I went home, fighting my way through a fleet of red-painted water tankers who weren’t even bothering to try to outrun the cameras and thinking about Taco. My grandmother had had a chihuahua. Perdita. Meanest dog that ever lived. Used to lurk behind the door waiting to take Labrador-sized chunks out of my leg. And my grandmother’s. It developed some lingering chihauhua ailment that made it incontinent and even more ill-tempered, if that was possible.

Toward the end, it wouldn’t even let my grandmother near it, but she refused to have it put to sleep and was unfailingly kind to it, even though I never saw any indication that the dog felt anything but unrelieved spite toward her. If the newparvo hadn’t come along, it probably would still have been around making her life miserable.

I wondered what Taco, the wonder dog, able to distinguish red and green at a single intersection, had really been like, and if it had died of heat prostration. And what it had been like for the Amblers, living all that time in 150 cubic feet together and blaming each other for their own guilt.

I called Ramirez as soon as I got home, breaking in without announcing myself, the way she always did. “I need a lifeline,” I said.

“I’m glad you called,” she said. “You got a call from the Society. And how’s this as a slant for your story? The Winnebago and the Winnebagos.’ They’re an Indian tribe. In Minnesota, I think—why the hell aren’t you at the governor’s conference?”

“I came home,” I said. “What did the Society want?”

“They didn’t say. They asked for your schedule. I told them you were with the governor in Tempe. Is this about a story?”

“Yeah.”

“Well, you run a proposal past me before you write
it. The last thing the paper needs is to get in trouble with the Society.”

“The lifeline’s for Katherine Powell.” I spelled it.

She spelled it back to me. “Is she connected with the Society story?”

“No.”

“Then what is she connected with? I’ve got to put something on the request-for-info.”

“Put down background.”

“For the Winnebago story?”

“Yes,” I said. “For the Winnebago story. How long will it take?”
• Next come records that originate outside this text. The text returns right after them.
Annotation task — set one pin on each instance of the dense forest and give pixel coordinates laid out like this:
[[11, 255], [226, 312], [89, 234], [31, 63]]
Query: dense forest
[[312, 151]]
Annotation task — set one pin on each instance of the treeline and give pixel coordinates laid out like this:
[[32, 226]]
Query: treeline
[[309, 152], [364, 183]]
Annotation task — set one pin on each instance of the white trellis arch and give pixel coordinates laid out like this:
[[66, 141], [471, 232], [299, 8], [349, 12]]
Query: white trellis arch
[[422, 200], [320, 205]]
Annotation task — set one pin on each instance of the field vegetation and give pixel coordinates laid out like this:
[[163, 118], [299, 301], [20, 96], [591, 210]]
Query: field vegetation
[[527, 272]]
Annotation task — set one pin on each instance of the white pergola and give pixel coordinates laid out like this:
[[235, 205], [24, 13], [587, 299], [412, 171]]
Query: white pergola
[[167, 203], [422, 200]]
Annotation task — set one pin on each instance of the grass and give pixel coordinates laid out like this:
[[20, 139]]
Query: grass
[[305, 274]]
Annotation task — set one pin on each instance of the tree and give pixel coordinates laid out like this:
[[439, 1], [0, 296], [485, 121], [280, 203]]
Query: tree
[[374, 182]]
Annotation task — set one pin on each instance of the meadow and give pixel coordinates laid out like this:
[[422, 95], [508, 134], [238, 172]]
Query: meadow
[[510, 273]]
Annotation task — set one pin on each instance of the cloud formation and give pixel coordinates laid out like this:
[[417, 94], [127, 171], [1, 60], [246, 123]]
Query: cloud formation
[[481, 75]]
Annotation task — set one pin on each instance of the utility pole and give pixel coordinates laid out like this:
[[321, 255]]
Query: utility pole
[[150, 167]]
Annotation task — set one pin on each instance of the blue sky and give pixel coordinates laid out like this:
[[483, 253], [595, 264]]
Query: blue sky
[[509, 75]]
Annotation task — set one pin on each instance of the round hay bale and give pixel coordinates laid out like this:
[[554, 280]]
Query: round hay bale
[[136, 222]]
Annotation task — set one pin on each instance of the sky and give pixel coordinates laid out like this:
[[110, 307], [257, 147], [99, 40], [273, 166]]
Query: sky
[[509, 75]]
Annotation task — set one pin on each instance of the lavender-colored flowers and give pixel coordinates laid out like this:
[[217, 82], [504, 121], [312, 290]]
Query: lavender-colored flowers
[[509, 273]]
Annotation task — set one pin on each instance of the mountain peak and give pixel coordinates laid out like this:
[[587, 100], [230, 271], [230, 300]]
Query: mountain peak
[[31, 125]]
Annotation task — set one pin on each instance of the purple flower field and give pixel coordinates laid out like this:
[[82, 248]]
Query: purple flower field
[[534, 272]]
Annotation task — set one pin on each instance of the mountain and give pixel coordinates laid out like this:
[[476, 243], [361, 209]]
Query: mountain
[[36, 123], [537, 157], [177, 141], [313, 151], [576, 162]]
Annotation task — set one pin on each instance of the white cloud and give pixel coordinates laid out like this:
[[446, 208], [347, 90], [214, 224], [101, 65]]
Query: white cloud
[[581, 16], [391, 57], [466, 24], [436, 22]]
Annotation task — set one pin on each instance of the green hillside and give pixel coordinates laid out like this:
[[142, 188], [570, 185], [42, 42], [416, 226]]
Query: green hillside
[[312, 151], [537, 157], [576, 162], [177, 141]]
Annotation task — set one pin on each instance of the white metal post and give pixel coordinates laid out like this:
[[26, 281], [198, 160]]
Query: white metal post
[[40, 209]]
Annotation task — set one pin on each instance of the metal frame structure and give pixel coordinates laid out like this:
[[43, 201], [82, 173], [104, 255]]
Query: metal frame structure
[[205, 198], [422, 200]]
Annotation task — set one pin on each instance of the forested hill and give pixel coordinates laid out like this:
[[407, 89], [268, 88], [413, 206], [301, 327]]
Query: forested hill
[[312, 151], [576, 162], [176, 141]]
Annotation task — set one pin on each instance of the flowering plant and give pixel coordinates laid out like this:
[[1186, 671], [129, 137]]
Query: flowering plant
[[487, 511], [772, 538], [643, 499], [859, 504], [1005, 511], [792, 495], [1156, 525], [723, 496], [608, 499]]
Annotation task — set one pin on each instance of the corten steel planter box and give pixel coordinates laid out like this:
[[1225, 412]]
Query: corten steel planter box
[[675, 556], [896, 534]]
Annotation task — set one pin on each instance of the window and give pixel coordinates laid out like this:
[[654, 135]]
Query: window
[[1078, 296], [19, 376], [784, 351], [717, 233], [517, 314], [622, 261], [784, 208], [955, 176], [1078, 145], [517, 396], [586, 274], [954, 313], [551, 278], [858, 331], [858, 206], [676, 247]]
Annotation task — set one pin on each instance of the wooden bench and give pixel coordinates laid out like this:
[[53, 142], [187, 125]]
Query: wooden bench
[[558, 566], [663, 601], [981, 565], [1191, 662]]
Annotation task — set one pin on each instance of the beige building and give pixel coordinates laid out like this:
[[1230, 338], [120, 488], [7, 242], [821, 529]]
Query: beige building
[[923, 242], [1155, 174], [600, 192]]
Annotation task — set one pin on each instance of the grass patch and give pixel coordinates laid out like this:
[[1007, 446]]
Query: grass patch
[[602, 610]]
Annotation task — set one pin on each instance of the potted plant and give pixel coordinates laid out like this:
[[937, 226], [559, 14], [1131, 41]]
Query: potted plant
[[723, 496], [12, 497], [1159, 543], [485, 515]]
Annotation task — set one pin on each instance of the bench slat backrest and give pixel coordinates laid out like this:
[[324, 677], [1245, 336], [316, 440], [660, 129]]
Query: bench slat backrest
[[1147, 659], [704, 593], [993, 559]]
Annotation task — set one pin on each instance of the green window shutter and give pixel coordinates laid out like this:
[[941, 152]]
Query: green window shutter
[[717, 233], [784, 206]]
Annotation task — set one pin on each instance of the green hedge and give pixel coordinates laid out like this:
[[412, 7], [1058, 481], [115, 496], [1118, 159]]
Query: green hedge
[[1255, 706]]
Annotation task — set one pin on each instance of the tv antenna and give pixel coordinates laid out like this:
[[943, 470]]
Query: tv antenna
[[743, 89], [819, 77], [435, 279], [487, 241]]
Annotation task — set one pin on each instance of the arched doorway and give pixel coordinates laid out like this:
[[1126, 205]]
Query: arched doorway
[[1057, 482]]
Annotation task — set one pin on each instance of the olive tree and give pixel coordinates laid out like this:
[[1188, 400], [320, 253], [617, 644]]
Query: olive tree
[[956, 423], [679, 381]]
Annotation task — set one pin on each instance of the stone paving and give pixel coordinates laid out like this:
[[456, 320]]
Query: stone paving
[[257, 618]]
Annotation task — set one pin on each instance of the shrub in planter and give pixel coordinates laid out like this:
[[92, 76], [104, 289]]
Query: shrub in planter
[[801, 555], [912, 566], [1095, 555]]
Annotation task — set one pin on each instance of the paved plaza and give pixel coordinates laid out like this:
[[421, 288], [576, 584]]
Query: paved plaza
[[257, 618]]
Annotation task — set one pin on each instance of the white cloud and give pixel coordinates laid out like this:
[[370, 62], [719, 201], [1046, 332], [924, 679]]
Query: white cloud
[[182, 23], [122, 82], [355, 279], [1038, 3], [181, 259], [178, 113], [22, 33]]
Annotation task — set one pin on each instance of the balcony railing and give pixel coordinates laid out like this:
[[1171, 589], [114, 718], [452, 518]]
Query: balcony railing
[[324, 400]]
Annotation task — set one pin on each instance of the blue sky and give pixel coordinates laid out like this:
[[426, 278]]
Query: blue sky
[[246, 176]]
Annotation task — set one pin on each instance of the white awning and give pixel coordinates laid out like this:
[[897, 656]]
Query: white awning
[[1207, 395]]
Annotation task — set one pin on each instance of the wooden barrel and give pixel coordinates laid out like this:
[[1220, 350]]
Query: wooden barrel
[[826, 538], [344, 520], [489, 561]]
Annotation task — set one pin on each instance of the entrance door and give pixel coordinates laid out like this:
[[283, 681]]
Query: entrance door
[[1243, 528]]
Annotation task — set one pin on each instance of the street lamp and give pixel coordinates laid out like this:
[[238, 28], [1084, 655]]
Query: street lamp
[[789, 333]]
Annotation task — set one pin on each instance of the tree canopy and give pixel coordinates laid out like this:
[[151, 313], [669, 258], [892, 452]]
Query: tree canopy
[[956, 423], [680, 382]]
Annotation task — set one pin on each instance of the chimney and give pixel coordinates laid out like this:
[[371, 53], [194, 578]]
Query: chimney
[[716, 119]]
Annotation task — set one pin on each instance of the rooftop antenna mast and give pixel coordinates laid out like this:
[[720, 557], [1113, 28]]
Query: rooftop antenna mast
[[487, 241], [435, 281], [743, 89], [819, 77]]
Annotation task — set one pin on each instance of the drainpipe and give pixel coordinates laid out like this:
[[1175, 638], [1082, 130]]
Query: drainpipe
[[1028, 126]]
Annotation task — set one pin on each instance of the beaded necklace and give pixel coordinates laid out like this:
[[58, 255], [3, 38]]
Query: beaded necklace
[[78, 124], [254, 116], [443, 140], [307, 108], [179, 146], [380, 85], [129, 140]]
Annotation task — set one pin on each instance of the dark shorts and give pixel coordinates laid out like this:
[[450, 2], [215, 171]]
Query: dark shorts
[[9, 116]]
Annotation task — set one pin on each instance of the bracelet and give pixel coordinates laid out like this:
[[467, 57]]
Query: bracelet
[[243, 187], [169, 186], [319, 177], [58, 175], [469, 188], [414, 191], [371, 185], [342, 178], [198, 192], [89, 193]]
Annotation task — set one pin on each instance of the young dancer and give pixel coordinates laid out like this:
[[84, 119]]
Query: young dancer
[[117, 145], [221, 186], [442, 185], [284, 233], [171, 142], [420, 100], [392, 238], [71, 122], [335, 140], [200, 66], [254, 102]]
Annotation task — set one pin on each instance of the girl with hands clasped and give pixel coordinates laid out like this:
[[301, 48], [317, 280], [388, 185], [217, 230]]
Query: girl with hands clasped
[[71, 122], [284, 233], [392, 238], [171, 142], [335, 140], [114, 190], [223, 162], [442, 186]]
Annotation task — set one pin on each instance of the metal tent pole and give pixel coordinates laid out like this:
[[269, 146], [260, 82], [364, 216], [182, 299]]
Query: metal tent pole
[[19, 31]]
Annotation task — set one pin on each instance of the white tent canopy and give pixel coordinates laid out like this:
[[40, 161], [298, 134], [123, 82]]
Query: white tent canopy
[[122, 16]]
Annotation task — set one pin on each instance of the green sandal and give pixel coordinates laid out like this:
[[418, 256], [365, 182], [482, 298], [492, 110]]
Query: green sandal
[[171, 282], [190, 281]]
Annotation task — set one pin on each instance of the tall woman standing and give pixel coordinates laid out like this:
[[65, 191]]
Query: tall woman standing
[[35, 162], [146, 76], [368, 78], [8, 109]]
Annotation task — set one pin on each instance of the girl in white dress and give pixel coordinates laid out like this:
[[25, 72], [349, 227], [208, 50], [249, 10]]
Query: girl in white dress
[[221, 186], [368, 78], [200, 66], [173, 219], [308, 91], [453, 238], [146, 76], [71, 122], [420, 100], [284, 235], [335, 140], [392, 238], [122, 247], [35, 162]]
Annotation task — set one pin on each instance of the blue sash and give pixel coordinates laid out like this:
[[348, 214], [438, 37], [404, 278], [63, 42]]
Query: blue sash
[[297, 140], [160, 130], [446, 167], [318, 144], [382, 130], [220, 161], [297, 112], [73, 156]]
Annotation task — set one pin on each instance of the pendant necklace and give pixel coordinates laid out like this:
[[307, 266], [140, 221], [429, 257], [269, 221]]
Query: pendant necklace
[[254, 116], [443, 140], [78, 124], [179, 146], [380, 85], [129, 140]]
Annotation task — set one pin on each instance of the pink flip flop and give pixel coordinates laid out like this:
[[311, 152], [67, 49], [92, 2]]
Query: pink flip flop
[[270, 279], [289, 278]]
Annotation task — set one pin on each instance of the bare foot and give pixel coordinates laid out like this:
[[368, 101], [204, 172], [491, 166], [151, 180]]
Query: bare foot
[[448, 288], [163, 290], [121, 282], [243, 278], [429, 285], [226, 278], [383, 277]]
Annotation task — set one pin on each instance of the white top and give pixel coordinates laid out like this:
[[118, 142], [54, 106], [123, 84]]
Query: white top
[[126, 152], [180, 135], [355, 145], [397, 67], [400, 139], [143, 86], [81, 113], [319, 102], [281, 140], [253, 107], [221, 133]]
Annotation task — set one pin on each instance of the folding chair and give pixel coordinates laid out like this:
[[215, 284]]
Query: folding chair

“That depends. When do you plan to tell me why you ditched the governor’s conference?
And
Taliessin West. Jesus Maria, I’ll have to call the
Republic
and see if they’ll trade footage. I’m sure they’ll be thrilled to have shots of an extinct RV. That is, assuming you got any shots. You did make it out to the zoo, didn’t you?”

“Yes. I got vidcam footage, stills, the works. I even used the eisenstadt.”

“Mind sending your pictures in while I look up your old flame, or is that too much to ask? I don’t know how long this will take. It took me two days to get clearance on the Amblers. Do you want the whole thing—pictures, documentation?”

“No. Just a resume. And a phone number.”

She cut out, still not saying good-bye. If phones still had receivers, Ramirez would be a great one for hanging up on people. I highwired the vidcam footage and the eisenstadts in to the paper and then fed the eisenstadt cartridge into the developer. I was more than a little curious about what kind of pictures it would take, in spite of the fact that it was trying to do me out of a job. At least it used high-res film and not some damn two-hundred-thousand-pixel TV substitute. I didn’t believe it could compose, and I doubted if the eisenstadt would be able to
do foreground-background either, but it might, under certain circumstances, get a picture I couldn’t.

The doorbell rang. I answered the door. A lanky young man in a Hawaiian shirt and baggies was standing on the front step, and there was another man in a Society uniform out in the driveway.

“Mr. McCombe?” he said, extending a hand. “Jim Hunter. Humane Society.”